By default, Planck then starts a REPL. Planck makes entering expressions a little easier by employing a library, making it possible to edit the line as well as access previously entered lines by using the up arrow.

Planck enhances this experience by providing tab completion and brace highlighting:

(The JavaScript for both of these actions is baked into the binary as well, and is originally sourced from ClojureScript.)

When you enter a complete form, ClojureScript's self-hosting kicks in: The text of the form is passed to the ClojureScript compiler (which is already loaded into JavaScriptCore, pre-compiled as JavaScript). This results in JavaScript that evaluates the form.

The form’s JavaScript is then executed. You can actually see the JavaScript if you start Planck in verbose mode by passing -v:

$ planck -v
cljs.user=> (+ 2 3)
Evaluating (+ 2 3)
(2 + 3)
5

Entering a slightly more complicated expression, you can see that the emitted JavaScript makes use of the ClojureScript runtime:

cljs.user=> (first [4 7])
Evaluating (first [4 7])
cljs.core.first.call(null,new cljs.core.PersistentVector(null, 2, 5, cljs.core.PersistentVector.EMPTY_NODE, [4,7], null))
4

Side Effects

That's cool when evaluating pure expressions.

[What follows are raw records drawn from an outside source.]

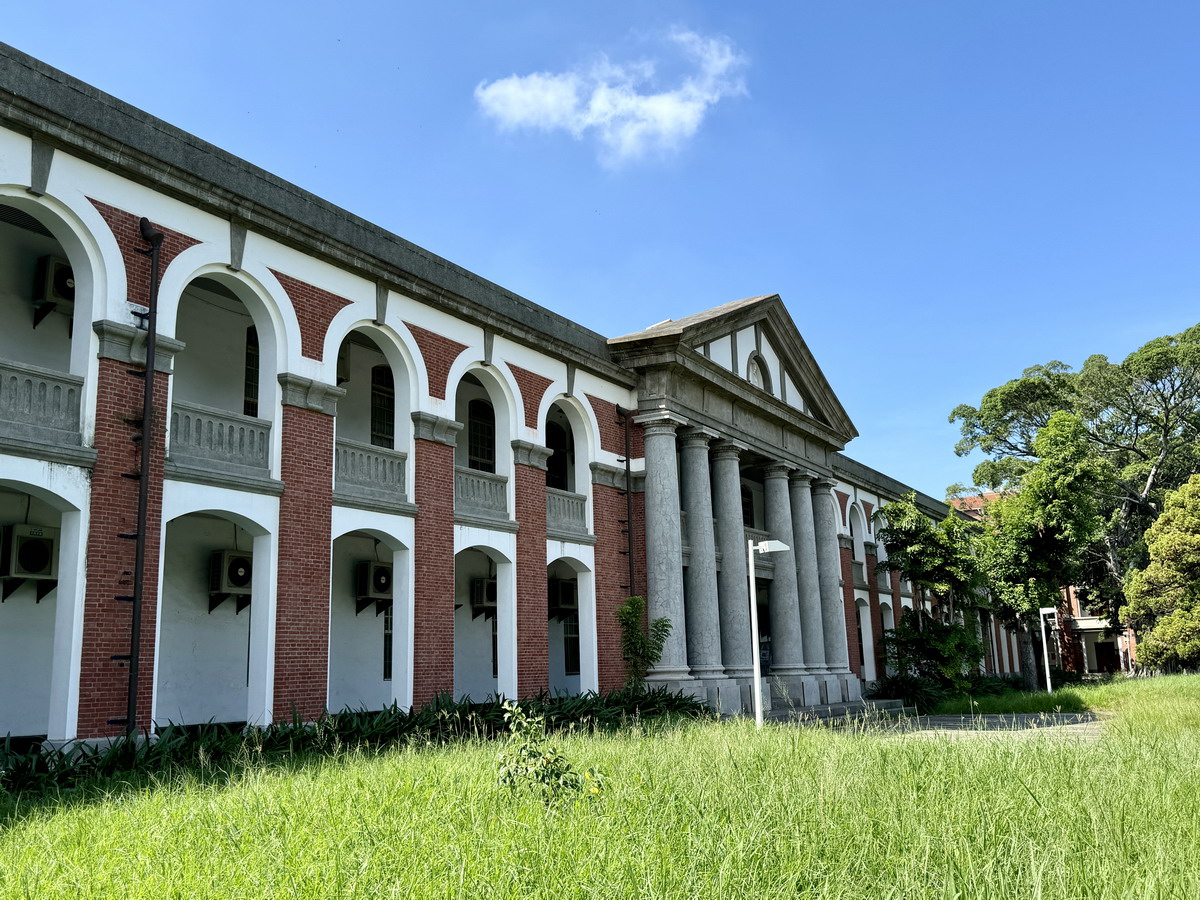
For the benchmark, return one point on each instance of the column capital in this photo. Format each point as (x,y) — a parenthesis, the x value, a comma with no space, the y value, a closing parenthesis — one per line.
(660,421)
(307,394)
(528,454)
(777,469)
(697,436)
(726,449)
(427,426)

What about interacting with the outside environment?

Let's say you want to read the content of a file you have on disk, and you enter these forms:

(require '[planck.core :refer [slurp]])
(slurp "foo.txt")

At the bottom, Planck has implemented certain I/O primitives and has exposed them as JavaScript functions in JavaScriptCore. One such primitive opens a file for reading. Planck has some code like this

self.inputStream = [NSInputStream
       inputStreamWithFileAtPath:path]

in a "file reader" Objective-C class. The constructor for this class is exposed in JavaScript as a function with the name PLANCK_FILE_READER_OPEN. This capability is made available to you in ClojureScript by having functions like slurp employ ClojureScript code like

(js/PLANCK_FILE_READER_OPEN "foo.txt")

To actually read from the file, slurp calls another js/PLANCK_FILE_READER_READ primitive, which invokes code like

[self.inputStream read:buf 
             maxLength:1024]

A few Planck ClojureScript namespaces are bundled with Planck in order to provide mappings onto these I/O primitives, exposing the simple APIs—like slurp—that you are familiar with: planck.core, planck.io, and planck.shell.

In a nutshell, that’s really a big part of what Plank is: Some glue between ClojureScript and the native host environment.

Affordances

Planck wraps all this with some niceties making it suitable as a scripting environment.

One aspect is the loading of custom ClojureScript source files. Let's say you have src/my_cool_code/core.cljs, and at the REPL you invoke

(require 'my-cool-code.core)

Planck implements the require “REPL special form,” which causes bootstrapped ClojureScript—specifically cljs.js, via its *load-fn*—to load your source from disk (by using Objective-C I/O primitives exposed as JavaScript).

The nice thing is that *load-fn* is also used for :require specs that may appear in namespace declarations in your code, as well as require-macros and import.

To top it off, Planck is free to implement *load-fn* in convenient ways:

With the ability to dynamically load custom ClojureScript code, executing it by mapping it onto native I/O facilities, can ClojureScript can be used as a compelling alternative for your Bash shell scripting needs.